L’écriture de Mathias Richard est tournée vers le possible, les possibles et tout ce qui les favorise en eux-mêmes. Cette écriture ne peut être que contestataire et créatrice : contestataire et créatrice de la pensée, du monde, des corps, des états de chose. Et, avant tout : contestataire et créatrice d’elle-même. Par cette écriture, la pensée et le monde deviennent ce qu’ils ne savent pas pouvoir être, ce qu’ils ne peuvent pas être lorsqu’ils demeurent enfermés dans leurs limites habituelles et, en un sens, constitutives : limites de la conscience, de la logique, de la physique, de la biologie, des applications technologiques, etc. Le possible devient l’événement du monde et de la pensée, ce qu’ils sont et deviennent sans cesse – toujours autres, ailleurs, autrement. Cette logique du possible comme événement infiniment répété implique l’écriture telle que syn-t.ext la déploie : mobile, écriture-flux par laquelle rien n’est fixe, fixée, où la vitesse et le temps articulent et désarticulent la langue, les significations, les rapports – une écriture où les adhérences sont suspendues au profit d’un mouvement permanent d’apparition et disparition de tout ce qui devient (« Le corps est un fleuve prenant de multiples formes et renouvellements »). Une écriture qui implique sa propre altérité, sa propre altération, son propre dehors. Et ce qui ici est valable pour l’écriture l’est en même temps pour ce qu’elle brasse : le monde, la pensée, les corps (« un parler qui emporte la pensée au-delà de ce qu’elle est capable de saisir »).

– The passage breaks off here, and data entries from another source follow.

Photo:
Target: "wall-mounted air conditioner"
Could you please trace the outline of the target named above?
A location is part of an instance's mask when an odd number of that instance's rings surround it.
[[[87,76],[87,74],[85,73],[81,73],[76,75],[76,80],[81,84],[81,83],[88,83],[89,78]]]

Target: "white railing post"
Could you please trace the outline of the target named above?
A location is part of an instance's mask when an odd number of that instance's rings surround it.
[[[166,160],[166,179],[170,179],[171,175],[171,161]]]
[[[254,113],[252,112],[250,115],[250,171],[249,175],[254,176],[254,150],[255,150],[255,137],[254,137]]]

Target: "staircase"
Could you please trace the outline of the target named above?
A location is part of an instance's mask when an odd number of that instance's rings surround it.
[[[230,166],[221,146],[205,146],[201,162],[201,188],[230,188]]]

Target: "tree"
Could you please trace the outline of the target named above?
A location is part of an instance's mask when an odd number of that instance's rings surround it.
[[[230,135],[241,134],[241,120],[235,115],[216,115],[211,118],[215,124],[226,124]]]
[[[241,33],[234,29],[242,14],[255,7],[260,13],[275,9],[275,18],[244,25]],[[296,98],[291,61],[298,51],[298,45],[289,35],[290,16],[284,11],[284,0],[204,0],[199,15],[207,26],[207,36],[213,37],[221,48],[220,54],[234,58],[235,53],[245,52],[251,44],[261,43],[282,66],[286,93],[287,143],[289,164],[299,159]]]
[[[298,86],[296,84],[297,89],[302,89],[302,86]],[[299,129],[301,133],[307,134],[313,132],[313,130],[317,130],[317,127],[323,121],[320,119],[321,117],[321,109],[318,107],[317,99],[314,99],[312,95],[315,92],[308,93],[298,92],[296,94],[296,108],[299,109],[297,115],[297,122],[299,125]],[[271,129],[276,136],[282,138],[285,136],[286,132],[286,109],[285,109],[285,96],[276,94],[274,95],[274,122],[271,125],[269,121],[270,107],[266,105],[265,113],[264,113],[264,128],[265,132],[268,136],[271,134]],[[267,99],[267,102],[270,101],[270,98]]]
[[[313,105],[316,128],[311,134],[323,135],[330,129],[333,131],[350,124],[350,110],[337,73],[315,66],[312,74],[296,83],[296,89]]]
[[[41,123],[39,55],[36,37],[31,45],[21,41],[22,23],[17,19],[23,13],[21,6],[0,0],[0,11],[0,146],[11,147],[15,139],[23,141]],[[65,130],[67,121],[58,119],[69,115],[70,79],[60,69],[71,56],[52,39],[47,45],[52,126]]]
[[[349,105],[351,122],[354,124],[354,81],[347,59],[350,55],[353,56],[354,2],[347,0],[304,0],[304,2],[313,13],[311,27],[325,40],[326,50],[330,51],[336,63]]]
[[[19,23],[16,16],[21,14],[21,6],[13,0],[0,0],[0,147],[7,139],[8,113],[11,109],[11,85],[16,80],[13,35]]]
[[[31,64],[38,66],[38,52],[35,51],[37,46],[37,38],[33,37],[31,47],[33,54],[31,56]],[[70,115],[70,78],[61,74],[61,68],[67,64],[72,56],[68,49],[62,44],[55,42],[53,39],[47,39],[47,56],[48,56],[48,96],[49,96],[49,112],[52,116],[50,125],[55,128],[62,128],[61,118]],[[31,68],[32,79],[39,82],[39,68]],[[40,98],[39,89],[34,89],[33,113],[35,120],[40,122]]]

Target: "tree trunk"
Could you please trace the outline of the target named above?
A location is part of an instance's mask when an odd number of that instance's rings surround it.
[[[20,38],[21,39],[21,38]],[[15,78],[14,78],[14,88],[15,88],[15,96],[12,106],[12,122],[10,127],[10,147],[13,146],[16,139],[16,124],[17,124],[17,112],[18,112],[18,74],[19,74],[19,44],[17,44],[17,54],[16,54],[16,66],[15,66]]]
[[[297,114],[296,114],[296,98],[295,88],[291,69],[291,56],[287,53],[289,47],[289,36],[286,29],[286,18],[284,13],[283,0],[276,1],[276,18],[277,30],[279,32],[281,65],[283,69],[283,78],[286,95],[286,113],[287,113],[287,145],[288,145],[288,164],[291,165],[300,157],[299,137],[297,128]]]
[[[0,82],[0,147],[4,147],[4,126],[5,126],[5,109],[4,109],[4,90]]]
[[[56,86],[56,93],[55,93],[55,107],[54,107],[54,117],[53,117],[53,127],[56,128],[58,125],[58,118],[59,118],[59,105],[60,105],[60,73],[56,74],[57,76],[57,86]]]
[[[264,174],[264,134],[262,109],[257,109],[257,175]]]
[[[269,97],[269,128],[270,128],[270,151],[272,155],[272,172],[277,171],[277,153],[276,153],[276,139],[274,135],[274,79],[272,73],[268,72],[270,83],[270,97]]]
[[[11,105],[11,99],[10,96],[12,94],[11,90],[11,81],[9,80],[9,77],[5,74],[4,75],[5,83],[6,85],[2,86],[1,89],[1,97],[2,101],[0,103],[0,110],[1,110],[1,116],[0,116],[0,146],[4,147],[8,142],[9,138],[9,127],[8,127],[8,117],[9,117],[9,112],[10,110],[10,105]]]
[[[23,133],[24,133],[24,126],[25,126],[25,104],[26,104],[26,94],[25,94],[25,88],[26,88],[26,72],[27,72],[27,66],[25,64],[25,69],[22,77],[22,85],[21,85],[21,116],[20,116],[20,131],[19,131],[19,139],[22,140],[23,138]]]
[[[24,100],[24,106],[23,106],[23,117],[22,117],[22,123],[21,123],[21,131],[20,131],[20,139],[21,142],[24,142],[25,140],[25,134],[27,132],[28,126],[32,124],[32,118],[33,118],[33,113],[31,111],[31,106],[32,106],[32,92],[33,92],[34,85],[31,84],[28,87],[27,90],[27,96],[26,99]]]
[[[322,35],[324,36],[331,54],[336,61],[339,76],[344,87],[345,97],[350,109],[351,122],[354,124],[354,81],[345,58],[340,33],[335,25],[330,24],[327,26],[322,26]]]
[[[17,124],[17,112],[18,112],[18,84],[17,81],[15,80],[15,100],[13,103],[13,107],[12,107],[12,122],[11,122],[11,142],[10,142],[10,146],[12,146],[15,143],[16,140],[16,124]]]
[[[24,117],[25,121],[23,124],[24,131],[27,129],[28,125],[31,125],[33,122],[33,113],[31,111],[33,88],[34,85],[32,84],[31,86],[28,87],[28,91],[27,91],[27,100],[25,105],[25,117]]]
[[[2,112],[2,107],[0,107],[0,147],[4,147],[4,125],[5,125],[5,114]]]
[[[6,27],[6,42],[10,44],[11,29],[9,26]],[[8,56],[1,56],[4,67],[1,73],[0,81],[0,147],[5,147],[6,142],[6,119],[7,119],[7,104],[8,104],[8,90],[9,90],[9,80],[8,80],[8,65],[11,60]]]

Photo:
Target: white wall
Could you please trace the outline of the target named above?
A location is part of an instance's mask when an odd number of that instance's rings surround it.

Mathias Richard n’écrit pas en se situant au niveau de la langue – et surtout pas à celui de la littérature institutionnalisée, reconnaissable, identifiable, policée/policière – mais se déplace à la surface d’une langue-flux, là où il y a du langage mais sans langage encore tout à fait constitué. Comme l’on parle d’un champ électromagnétique ou d’un champ gravitationnel, il faudrait ici parler d’un champ langagier par lequel le langage existe mais qui n’est pas lui-même du langage, par lequel au contraire la langue se dissémine sans cesse, est traversée de forces, de hasard, de particules, d’événements évanouissants, par lequel des relations s’esquissent mais sans pouvoir se solidifier. Les textes de Mathias Richard sont constitués de ce champ qu’ils font exister en lui-même et dont ils développent la logique, défaisant toutes les synthèses unifiantes, stabilisantes, tueuses du pluriel et des possibles – contestant les genres figés, la place solide du sujet (« Le corps de V n’était plus qu’un assemblage de perspectives vaguement reliées »), les évidences du monde à cause desquelles nous croyons que l’être existe alors que n’existent que le champ et le devenir, le mouvement chaotique de la poésie.
Mathias Richard, syn-t.ext, éditions Tituli, 2016, 244 p., 15 €.